窯内では、土器を失敗せずに焼き上げるために、いろんな工夫が必要でした。窯に用いられる道具には以下のようなものがあります。

1三叉トチン(図14

施釉陶器(緑釉陶器)などを重ねて焼くときに、間にかませることによって、器同士がくっつくことを防ぐ道具。

2焼き台(図12・13

窖窯などで土器を焼くときに、斜面になっている窯内で器を水平の状態に保つために土器の下に置く台。

高台(こうだい)

器の底を一段高くするために付けられる、台状の部位。現代でもお茶碗などにみられる台のこと。製作技法から大きく3種、形状からも大きく3種ぐらいに分けられます。

1貼り付け高台(はりつけこうだい)

粘土を底部に貼り付けて作り出す高台のこと。



2削り出し高台(けずりだしこうだい)

工具を用いて底部を削り、成形される高台のこと。



3糸切り高台(いときりこうだい)

ロクロから成形された製品の底部を糸で切り離して、そのまま調整などが施されない(糸切り未調整)高台のこと。篠窯の製品では一般に、削り出し高台は糸切りの後に成形され、貼り付け高台はへらで切り離された後に高台の貼り付けがおこなわれます。



A輪高台(わこうだい)

輪状にめぐらされた高台のこと。高台の幅が狭い。



B蛇の目高台(じゃのめこうだい)(図1・2

 高台の幅が広いもの。蛇の目のように見えることから、このように呼ばれます。

C円盤状高台(えんばんじょうこうだい)(糸切り高台の図を参照)
 
 底部が円盤状を呈している高台のこと。

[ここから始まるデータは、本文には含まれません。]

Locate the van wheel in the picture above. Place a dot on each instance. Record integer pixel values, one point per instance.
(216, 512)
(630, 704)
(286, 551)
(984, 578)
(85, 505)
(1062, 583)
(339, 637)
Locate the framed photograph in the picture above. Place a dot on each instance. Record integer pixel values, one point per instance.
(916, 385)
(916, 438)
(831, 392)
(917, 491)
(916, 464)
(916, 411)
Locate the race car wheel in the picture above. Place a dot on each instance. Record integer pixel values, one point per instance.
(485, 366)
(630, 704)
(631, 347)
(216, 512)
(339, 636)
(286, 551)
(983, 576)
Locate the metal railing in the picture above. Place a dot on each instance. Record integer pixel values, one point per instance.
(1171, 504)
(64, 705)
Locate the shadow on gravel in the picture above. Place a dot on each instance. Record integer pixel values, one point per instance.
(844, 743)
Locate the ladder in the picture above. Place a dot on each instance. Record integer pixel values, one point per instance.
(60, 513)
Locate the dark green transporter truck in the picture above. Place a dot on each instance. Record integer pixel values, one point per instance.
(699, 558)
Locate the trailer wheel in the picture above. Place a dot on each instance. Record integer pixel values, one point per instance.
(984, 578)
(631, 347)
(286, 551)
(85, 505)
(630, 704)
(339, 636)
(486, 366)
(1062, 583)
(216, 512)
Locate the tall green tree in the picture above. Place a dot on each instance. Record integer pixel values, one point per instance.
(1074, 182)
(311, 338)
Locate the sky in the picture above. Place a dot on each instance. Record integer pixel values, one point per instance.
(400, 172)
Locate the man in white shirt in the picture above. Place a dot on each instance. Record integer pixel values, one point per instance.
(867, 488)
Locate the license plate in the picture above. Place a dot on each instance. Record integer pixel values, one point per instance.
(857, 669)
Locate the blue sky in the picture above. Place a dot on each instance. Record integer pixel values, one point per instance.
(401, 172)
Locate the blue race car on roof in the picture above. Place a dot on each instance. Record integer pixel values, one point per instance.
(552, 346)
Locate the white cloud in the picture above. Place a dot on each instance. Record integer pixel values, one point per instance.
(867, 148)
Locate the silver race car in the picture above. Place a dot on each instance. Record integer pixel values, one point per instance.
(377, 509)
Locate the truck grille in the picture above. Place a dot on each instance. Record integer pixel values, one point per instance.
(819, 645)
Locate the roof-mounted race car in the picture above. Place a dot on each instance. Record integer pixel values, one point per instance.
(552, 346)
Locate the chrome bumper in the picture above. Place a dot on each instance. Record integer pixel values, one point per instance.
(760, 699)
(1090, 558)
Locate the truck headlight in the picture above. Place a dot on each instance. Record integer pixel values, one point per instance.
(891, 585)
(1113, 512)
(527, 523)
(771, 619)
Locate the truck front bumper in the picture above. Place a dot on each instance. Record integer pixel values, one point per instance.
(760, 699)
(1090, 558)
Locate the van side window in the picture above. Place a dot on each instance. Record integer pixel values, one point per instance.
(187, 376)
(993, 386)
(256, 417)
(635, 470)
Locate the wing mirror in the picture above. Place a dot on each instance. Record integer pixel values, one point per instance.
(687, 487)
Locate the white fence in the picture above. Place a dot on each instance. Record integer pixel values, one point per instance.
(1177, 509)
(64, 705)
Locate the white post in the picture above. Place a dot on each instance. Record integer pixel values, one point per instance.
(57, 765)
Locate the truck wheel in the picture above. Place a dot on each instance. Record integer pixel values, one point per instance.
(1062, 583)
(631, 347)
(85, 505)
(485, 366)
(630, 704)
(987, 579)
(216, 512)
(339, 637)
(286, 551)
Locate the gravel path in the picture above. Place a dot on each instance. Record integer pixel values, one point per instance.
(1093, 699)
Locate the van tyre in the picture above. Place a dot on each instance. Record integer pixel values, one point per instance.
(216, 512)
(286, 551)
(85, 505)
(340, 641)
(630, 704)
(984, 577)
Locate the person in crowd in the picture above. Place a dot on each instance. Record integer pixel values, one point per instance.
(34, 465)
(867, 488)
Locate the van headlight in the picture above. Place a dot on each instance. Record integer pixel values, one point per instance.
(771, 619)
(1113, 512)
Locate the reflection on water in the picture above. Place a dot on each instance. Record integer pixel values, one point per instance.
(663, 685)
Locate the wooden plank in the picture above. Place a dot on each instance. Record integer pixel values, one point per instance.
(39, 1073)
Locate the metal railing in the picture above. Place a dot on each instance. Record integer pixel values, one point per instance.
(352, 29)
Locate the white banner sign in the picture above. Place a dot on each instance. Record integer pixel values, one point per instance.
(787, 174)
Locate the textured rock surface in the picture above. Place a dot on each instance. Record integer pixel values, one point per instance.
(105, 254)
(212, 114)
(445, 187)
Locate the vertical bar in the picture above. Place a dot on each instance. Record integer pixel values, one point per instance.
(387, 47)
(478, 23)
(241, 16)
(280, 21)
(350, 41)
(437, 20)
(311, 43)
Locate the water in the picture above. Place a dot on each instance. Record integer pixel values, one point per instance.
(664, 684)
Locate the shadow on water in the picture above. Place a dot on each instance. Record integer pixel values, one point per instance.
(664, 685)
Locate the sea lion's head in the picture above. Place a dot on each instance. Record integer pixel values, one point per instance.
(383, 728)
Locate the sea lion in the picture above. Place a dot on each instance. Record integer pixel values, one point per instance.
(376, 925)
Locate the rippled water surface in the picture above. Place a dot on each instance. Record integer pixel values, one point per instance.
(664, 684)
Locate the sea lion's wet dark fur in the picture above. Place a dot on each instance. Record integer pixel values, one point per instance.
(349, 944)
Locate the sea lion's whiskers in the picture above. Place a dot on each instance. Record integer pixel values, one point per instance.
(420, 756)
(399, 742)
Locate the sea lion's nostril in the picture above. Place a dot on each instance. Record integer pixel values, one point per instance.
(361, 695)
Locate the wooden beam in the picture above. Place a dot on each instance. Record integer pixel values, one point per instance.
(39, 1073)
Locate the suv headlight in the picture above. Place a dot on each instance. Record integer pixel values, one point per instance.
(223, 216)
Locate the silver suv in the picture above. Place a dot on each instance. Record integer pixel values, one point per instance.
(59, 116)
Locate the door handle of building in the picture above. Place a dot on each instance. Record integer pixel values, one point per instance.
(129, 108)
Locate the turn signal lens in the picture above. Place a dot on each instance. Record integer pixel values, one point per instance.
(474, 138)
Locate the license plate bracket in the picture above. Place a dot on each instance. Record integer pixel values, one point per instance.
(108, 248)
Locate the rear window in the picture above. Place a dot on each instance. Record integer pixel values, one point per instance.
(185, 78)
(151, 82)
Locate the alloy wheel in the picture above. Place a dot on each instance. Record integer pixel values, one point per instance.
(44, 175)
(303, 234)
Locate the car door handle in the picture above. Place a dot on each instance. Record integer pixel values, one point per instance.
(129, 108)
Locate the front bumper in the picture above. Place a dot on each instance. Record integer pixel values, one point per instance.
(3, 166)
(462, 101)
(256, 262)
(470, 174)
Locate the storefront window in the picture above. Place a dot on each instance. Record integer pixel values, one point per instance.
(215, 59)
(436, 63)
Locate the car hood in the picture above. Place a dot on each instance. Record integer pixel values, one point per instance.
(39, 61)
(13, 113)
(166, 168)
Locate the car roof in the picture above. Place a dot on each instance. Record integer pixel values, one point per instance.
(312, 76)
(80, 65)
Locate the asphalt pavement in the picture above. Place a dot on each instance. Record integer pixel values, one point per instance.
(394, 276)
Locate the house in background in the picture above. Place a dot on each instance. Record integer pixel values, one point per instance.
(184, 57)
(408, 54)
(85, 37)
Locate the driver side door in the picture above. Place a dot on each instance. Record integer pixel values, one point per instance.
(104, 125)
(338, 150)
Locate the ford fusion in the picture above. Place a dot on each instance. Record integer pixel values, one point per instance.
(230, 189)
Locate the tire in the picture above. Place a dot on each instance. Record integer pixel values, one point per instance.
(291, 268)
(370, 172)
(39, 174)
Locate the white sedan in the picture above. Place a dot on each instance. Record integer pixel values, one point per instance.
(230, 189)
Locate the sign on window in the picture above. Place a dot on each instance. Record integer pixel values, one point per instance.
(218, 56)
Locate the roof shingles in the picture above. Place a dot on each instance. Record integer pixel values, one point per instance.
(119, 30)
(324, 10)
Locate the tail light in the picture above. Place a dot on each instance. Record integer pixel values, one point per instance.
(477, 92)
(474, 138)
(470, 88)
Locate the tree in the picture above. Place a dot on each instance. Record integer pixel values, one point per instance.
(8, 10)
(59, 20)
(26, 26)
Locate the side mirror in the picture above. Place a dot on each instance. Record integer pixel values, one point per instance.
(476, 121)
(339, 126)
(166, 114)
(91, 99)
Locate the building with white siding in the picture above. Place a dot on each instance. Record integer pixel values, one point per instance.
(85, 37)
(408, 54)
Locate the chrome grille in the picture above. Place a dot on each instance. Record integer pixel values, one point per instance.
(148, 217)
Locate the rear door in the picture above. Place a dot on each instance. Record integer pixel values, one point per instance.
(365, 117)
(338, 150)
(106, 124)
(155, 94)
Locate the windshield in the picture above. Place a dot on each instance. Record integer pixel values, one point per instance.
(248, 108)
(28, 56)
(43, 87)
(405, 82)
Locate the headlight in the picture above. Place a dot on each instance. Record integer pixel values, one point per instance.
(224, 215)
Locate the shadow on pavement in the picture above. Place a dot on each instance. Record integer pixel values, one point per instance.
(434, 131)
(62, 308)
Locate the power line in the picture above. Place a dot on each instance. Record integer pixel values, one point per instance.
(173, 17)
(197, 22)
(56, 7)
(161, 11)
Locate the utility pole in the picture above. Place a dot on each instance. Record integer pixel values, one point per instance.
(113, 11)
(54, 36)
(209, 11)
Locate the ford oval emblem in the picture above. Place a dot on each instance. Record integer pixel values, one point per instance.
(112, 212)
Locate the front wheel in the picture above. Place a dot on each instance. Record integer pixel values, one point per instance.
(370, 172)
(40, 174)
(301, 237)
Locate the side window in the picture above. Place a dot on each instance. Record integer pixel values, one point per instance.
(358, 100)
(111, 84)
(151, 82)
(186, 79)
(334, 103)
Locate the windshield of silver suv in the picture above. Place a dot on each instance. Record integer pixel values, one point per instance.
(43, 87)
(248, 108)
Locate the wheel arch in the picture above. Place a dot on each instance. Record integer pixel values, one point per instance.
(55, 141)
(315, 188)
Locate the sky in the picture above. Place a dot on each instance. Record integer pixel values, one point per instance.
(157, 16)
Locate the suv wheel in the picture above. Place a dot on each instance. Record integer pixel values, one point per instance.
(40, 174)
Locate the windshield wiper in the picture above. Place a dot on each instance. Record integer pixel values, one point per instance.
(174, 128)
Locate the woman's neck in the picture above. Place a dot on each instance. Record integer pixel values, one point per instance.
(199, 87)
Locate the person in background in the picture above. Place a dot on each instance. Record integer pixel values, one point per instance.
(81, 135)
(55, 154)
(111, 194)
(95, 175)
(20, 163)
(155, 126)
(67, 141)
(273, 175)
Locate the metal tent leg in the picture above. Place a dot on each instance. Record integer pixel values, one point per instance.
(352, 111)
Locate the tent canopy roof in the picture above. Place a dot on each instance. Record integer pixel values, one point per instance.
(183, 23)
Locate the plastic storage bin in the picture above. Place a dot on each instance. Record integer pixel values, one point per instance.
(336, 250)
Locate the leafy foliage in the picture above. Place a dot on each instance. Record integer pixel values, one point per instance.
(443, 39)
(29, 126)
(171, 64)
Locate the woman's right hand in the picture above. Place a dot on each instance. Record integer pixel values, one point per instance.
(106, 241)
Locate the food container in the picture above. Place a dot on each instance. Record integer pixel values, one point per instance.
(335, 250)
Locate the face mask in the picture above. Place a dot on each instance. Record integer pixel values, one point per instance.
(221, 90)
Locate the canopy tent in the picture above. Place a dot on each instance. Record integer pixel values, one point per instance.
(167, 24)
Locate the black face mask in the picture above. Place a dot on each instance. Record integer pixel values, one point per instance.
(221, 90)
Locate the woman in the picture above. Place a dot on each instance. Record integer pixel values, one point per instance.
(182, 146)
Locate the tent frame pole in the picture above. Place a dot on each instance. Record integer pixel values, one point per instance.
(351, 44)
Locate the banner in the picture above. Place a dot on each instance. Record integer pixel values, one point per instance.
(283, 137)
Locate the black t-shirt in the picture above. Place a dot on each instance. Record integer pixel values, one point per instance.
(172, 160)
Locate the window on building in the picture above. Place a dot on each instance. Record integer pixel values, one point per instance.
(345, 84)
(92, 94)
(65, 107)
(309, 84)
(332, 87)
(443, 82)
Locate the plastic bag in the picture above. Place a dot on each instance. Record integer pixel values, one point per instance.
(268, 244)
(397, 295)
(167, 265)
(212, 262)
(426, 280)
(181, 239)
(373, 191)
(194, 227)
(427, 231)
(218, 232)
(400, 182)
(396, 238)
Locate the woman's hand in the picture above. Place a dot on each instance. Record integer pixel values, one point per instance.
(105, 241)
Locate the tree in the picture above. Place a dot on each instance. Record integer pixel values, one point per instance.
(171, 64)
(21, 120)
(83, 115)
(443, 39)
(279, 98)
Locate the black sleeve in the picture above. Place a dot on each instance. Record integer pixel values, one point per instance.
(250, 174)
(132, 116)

ベタ高台などとも呼ばれます。


須恵器(すえき)図5・6・7・8・9・10・11

焚口(たきぐち)

 窖窯(あながま)の下端部分。燃料を燃やす燃焼部(ねんしょうぶ)の末端に当たり、窯全体の入り口ともなっている部分です。須恵器を焼成する際に塞(ふさ)ぐのもこの焚口部分であり、焼成したあとは閉塞(へいそく)部を壊して製品を取り出します。

灰原(はいばら)

窯の前方斜面に灰原があり、通常は、灰・炭や失敗品(壊れたり、焼けひずんだもの)を捨てる場所のことです。操業時には窯内の不要物を直接焚き口から掻(か)き出して灰原へ落としていました。

窯体(ようたい)

窯を構成している床・壁・天井などのことを窯体と呼びます。その構造は大きく分けて三種類(地下式・半地下式・地上式)あり、内部には火のまわりを良くするための工夫が見られることもあります。